For those of you who prefer the single-player experience, you can play the Exo Zombie mode locally with or without a friend. It’s an excellent way to listen to John Malkovich’s one liners without distraction.
Note that this is my first round, and I don’t get very far. The idea here is to spend your money to unlock new areas, weapons, exo-suit powers and upgrades. The idea is not to just run around listening to Malkovich until you die.
If you are going to play solo, pick someone far less interesting, like Bill Paxton. His character, Mr. Kahn, is pretty much your dad. And my dad. Everybody’s dad, Bill Paxton. I found myself rooting for the zombies.
It doesn’t really matter, as the character you’re assigned is random.
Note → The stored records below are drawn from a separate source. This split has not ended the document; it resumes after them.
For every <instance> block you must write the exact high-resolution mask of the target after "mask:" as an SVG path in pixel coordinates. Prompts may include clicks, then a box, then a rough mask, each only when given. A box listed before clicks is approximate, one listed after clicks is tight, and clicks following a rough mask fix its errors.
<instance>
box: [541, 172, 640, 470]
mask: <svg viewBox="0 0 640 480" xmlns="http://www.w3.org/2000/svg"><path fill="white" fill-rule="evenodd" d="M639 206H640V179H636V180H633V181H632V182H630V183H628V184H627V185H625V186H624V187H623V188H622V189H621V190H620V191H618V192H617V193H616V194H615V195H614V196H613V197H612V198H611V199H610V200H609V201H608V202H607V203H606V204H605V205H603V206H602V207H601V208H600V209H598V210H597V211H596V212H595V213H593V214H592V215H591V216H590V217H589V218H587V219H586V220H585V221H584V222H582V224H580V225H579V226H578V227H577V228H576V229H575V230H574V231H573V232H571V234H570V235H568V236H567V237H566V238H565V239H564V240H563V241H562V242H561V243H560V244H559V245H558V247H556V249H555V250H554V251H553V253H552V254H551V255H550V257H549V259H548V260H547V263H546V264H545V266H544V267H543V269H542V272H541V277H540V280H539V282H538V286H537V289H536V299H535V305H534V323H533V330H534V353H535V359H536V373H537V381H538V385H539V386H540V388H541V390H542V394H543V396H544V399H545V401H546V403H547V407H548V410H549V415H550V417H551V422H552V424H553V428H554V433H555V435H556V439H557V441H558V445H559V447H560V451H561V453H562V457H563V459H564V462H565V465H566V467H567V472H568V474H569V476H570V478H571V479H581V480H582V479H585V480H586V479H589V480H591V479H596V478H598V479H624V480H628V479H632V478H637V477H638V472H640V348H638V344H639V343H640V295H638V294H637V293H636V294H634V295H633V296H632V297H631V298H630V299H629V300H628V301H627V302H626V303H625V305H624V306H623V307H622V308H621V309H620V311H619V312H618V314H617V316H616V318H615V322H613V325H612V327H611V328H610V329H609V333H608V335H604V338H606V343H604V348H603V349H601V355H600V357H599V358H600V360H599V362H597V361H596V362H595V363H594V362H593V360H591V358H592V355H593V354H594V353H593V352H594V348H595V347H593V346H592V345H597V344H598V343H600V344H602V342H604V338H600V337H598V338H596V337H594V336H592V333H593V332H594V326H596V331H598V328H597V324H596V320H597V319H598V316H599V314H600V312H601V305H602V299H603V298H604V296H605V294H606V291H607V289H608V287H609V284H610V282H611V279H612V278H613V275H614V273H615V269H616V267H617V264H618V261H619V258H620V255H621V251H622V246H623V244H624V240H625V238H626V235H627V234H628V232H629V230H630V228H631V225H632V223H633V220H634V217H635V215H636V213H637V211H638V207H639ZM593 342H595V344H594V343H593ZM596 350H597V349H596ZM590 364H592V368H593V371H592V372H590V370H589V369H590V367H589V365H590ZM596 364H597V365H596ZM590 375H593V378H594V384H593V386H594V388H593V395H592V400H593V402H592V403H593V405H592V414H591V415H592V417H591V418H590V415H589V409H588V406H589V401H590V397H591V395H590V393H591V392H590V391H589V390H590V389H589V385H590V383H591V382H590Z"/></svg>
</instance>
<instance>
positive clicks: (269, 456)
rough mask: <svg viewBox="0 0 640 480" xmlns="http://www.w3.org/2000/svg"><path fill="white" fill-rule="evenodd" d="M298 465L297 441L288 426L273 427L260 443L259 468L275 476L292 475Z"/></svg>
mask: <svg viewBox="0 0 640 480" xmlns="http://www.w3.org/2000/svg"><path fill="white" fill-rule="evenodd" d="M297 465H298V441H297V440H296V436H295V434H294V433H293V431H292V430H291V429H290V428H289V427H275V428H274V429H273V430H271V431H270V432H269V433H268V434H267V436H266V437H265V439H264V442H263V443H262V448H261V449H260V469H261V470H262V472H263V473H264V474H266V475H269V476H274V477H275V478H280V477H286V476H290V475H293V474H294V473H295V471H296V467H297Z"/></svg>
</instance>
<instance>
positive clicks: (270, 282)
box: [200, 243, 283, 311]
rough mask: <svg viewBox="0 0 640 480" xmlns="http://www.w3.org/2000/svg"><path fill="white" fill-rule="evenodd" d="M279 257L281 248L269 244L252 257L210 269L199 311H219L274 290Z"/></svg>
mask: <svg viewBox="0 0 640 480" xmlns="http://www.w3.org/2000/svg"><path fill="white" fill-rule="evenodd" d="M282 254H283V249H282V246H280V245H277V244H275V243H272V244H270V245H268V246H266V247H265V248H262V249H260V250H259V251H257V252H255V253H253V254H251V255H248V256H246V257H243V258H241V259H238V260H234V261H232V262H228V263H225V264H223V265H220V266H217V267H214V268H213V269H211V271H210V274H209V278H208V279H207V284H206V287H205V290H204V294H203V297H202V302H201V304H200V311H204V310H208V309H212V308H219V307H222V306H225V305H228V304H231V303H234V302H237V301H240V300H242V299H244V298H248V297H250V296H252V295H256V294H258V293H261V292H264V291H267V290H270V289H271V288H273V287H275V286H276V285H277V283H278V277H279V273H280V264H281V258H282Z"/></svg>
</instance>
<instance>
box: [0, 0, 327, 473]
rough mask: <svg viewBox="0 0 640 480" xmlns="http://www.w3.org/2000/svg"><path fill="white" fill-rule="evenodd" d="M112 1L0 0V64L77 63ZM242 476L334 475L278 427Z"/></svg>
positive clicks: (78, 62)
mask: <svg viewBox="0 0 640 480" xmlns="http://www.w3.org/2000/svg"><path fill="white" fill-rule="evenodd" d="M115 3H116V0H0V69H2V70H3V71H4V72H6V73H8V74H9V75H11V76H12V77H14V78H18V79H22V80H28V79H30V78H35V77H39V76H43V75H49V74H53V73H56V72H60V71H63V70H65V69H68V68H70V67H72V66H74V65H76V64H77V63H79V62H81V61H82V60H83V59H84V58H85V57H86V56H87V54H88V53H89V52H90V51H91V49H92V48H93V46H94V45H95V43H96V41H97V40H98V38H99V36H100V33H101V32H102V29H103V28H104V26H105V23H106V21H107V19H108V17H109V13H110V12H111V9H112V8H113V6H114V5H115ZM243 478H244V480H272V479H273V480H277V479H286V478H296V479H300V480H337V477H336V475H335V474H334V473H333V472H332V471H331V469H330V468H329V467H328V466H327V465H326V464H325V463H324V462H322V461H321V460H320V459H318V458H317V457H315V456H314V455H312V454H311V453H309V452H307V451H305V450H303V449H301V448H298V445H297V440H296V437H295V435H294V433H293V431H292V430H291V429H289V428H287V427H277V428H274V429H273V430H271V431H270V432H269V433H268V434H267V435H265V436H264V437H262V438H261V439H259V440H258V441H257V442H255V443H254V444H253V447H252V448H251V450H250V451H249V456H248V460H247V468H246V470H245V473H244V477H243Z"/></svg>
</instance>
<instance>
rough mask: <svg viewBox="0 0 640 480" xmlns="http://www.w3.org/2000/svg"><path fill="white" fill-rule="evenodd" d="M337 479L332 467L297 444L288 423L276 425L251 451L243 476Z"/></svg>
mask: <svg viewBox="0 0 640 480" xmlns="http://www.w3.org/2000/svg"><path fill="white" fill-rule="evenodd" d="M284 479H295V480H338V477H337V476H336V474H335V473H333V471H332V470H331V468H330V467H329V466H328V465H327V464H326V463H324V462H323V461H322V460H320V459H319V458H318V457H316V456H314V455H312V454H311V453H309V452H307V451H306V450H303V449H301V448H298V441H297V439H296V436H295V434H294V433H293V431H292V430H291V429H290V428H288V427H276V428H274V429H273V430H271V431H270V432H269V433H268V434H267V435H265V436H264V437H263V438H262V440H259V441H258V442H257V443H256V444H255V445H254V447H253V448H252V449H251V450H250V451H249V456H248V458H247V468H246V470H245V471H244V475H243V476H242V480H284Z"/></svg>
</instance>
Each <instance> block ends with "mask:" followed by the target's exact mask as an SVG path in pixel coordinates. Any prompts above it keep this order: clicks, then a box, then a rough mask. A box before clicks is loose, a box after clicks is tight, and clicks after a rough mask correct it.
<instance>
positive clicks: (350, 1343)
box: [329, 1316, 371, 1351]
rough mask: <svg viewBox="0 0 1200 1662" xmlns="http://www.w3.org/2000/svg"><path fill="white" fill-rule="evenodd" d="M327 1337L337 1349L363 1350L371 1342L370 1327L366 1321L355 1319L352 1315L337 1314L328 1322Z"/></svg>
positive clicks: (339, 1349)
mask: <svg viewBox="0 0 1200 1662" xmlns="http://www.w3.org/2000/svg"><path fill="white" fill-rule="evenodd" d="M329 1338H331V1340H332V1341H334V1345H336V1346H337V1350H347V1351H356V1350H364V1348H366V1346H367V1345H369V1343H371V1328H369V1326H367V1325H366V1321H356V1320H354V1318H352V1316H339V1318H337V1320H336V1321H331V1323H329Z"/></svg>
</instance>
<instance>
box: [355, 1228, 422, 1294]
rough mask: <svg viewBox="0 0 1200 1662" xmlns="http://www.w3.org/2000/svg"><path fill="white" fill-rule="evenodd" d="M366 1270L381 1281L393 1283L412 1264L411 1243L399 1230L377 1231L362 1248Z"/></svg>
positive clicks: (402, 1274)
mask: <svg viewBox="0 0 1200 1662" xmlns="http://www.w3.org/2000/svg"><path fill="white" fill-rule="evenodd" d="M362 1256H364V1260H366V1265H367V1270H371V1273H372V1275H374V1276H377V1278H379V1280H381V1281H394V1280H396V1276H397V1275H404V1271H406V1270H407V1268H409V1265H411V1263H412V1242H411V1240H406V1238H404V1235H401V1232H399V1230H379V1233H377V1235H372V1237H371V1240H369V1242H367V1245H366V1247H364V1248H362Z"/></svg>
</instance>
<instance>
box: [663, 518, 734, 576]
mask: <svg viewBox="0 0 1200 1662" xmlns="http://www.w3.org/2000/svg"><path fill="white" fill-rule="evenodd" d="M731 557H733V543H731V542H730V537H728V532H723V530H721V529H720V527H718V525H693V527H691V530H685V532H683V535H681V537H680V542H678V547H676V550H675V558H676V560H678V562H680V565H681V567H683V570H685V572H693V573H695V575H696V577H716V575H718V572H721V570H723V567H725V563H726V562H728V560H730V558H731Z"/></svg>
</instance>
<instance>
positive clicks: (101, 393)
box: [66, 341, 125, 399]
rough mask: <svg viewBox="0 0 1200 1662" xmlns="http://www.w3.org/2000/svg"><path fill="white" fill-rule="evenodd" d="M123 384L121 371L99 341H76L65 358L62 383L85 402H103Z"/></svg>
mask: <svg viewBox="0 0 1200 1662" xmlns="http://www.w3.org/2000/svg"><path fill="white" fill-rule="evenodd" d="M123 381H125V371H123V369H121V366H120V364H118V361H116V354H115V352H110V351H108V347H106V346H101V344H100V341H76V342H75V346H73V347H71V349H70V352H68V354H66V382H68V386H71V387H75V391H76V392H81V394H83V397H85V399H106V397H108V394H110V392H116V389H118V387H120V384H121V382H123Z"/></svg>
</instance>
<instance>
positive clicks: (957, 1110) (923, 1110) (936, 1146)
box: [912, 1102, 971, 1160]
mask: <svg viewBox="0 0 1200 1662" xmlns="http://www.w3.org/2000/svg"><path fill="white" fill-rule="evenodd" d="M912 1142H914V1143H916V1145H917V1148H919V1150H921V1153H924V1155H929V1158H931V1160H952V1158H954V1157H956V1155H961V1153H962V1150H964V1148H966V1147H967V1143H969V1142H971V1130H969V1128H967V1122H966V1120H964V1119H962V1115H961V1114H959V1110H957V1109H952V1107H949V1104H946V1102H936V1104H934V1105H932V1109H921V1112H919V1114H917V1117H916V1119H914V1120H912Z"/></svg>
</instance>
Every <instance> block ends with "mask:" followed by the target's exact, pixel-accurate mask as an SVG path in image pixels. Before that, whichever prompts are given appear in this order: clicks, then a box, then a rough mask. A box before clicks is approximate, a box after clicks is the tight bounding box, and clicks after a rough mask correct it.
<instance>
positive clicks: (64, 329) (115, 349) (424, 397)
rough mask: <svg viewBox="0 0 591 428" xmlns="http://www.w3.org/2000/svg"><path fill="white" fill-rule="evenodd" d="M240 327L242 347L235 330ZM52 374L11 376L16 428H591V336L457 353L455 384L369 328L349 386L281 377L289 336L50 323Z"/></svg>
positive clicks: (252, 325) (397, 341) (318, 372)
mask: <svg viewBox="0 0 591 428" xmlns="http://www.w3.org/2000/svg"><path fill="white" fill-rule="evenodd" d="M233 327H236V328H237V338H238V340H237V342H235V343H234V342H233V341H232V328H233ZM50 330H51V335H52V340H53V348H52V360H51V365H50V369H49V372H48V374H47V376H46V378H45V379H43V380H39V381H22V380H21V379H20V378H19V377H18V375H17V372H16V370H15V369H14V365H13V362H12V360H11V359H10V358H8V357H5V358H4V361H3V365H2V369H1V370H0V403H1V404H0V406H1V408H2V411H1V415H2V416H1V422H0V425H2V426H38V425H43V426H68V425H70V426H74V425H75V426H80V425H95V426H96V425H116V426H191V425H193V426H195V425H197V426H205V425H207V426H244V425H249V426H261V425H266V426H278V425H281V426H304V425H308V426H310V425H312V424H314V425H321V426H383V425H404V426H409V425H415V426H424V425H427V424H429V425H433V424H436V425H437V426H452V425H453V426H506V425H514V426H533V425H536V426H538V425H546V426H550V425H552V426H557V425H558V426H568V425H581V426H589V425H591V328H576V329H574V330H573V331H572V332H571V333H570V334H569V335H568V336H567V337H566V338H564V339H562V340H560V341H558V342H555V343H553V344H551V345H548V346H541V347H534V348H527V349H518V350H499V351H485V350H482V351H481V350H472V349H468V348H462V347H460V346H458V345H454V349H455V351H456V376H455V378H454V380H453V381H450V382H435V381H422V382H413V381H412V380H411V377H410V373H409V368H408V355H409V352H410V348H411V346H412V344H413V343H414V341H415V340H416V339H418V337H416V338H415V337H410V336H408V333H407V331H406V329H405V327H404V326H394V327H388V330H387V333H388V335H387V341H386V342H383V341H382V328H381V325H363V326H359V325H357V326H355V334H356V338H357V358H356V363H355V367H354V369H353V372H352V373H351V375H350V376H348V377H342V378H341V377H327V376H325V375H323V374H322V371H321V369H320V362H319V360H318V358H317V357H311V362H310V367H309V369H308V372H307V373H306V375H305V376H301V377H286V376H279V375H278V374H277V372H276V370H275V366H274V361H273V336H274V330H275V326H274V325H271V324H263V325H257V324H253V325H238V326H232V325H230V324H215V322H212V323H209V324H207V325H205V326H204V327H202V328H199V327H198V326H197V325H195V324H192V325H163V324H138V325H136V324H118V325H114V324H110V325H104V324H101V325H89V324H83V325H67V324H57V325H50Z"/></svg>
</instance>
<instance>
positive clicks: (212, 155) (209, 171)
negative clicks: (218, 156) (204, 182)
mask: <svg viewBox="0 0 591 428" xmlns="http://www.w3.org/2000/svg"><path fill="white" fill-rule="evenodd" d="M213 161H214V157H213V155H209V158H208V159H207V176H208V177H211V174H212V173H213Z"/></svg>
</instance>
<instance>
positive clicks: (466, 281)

Probably should have mentioned that earlier.
The real fun comes from playing with other people — that’s what co-op is all about. And while the action is less structured than my beloved alien co-op from Call of Duty: Ghosts, the spirit is essentially the same. The upgrading weapons and unlocking new areas reminds me of the escalation co-op mode from Transformers: War for Cybertron, which is about as reverse a comparison as you’re likely to see. Either way, the first instalment of any four-part Call of Duty DLC co-op experience is always a little dry. It leaves room for the excitement to expand as more content drops.
Lovely, isn’t it? The phrase “Rose McGowan’s signature wit” comes to mind before dissolving into a cloud of uncertainty.
I’ve barely scratched the surface of the Exo Zombie mode. I plan on playing it as much as I possibly can today, if only to look busy so the other Kotaku people in New York City this week think I’m really productive. Then I can go home on Saturday and resume my regularly scheduled mid-day chair naps.
Have you played Exo Zombies yet? If so, how do you feel about Rose McGowan’s signature wit?